The Canadian social philosopher Charles Taylor, whose work can be read as an analysis of the modern transformation of the boundaries between subject and world, has impressively illustrated this. In Sources of the Self, he surmises that in modernity’s predominating naturalistic/rationalistic interpretation, the subject has gradually dwindled into what he calls a “punctual self.” To the punctual self, all relationships and even all qualities are external; it distances itself from its wants and needs, physical qualities and temporary beliefs, as well as from its actions and its relationships to its community. None of these has any constitutive significance, but only instrumental significance for the naturalistically shaped subject. Taylor speaks in a similar way of the “buffered self” in his later book A Secular Age, writing there that the modern subject is all but forced to hold the world at a distance.
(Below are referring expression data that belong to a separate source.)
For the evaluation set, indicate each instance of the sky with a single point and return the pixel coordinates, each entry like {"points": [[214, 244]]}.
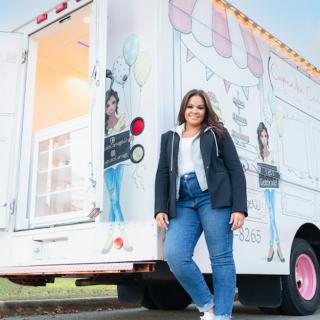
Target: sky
{"points": [[294, 22]]}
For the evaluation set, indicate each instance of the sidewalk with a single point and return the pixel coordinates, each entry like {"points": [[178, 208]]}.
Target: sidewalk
{"points": [[57, 306]]}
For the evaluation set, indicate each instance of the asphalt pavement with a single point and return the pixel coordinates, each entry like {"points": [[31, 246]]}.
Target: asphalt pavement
{"points": [[240, 313]]}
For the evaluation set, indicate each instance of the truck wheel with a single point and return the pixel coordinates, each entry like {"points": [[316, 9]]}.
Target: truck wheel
{"points": [[169, 297], [268, 310], [301, 289]]}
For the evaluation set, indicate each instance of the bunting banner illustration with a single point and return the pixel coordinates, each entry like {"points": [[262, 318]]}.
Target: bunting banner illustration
{"points": [[209, 73], [245, 91], [190, 55], [227, 85]]}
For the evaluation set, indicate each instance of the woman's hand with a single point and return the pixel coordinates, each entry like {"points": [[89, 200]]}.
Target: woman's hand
{"points": [[237, 220], [162, 220]]}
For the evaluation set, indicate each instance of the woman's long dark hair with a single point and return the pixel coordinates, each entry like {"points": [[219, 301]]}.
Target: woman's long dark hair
{"points": [[211, 119], [262, 127], [109, 94]]}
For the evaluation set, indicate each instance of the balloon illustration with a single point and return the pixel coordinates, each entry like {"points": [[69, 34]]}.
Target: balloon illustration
{"points": [[120, 70], [142, 68], [280, 124], [131, 49], [272, 102]]}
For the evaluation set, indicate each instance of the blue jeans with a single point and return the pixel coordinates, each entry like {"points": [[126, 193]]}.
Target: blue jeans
{"points": [[269, 195], [194, 215], [112, 179]]}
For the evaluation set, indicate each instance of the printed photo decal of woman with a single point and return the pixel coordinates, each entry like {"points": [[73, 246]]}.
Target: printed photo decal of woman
{"points": [[269, 181], [113, 175]]}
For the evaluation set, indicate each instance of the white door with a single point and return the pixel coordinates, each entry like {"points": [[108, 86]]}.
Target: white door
{"points": [[11, 78]]}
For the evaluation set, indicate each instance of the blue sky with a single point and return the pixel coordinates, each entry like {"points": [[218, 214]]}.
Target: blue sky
{"points": [[294, 22]]}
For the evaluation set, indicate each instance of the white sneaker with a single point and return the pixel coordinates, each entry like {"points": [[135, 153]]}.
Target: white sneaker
{"points": [[207, 316]]}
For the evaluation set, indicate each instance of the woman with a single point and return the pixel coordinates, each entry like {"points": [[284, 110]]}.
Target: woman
{"points": [[113, 175], [200, 187], [269, 193]]}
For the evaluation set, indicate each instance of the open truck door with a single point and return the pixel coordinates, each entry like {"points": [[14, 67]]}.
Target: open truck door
{"points": [[12, 71], [57, 180]]}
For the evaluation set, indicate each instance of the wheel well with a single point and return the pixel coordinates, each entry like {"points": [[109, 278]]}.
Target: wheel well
{"points": [[311, 234]]}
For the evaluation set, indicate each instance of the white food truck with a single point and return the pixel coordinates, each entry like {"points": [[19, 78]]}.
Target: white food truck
{"points": [[87, 88]]}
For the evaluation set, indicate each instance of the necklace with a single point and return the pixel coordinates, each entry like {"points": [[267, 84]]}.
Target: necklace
{"points": [[186, 134]]}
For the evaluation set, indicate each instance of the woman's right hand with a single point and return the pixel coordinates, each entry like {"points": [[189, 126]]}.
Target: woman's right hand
{"points": [[162, 220]]}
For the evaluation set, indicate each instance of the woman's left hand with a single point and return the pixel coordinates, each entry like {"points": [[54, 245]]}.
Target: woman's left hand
{"points": [[237, 220]]}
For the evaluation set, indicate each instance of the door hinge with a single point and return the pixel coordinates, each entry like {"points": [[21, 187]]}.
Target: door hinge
{"points": [[24, 56]]}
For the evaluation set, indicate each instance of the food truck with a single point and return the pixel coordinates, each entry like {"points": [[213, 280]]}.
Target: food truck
{"points": [[87, 88]]}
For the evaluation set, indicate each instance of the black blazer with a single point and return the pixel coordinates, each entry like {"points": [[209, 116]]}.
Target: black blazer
{"points": [[224, 173]]}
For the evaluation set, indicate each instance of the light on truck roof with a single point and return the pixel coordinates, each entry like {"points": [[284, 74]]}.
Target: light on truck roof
{"points": [[42, 17], [61, 7]]}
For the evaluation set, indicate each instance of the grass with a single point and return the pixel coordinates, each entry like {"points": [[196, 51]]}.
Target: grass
{"points": [[62, 288]]}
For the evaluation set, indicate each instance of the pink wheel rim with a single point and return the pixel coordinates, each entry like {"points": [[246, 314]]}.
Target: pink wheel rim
{"points": [[306, 278]]}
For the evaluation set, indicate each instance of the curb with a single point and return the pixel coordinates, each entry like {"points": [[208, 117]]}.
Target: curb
{"points": [[59, 306]]}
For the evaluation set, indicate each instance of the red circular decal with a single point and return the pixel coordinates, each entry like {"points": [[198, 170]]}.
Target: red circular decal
{"points": [[137, 126]]}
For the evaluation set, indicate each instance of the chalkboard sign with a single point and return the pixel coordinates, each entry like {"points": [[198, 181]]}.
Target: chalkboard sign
{"points": [[268, 176], [116, 148]]}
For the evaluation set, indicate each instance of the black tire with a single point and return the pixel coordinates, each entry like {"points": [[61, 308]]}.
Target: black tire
{"points": [[293, 303], [169, 297]]}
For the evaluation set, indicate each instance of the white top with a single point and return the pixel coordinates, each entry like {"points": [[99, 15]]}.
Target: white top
{"points": [[185, 163]]}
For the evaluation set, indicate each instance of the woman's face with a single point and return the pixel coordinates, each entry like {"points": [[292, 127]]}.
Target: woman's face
{"points": [[195, 111], [111, 106], [264, 138]]}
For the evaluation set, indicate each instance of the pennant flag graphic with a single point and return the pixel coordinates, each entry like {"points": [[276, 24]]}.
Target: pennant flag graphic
{"points": [[190, 55], [227, 85], [245, 90], [209, 73]]}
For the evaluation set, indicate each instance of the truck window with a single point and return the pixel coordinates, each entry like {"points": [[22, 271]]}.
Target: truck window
{"points": [[59, 57]]}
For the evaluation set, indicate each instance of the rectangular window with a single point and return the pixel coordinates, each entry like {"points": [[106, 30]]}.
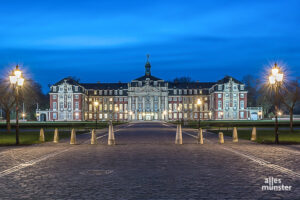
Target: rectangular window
{"points": [[61, 105], [185, 106], [54, 106], [219, 105], [242, 104], [242, 115]]}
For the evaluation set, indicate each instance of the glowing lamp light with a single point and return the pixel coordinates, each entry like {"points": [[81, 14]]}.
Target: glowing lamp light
{"points": [[279, 77], [13, 79], [17, 73], [20, 81], [275, 71], [272, 79]]}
Between his or her inner life and the conditions and proceedings of the external world there exist no intrinsic, quasi-magical relationships that can only be disclosed hermeneutically, but only causal, contingent or instrumental connections. In symbolic terms, this means that lightning and thunder are not reactions to our mental state, that the path of the clouds tells us nothing about whether we will have a successful interview, that earthquakes are not punishments for our sins. (This bygone form of “magical thinking,” or feeling, establishing an inner connection between self and world, continues to suggest itself to us, however, as can be seen wherever attempts are made to attribute tsunamis, droughts, earthquakes, or hurricanes to human misconduct – though this of course does not mean that there could not indeed be a causal relationship here.)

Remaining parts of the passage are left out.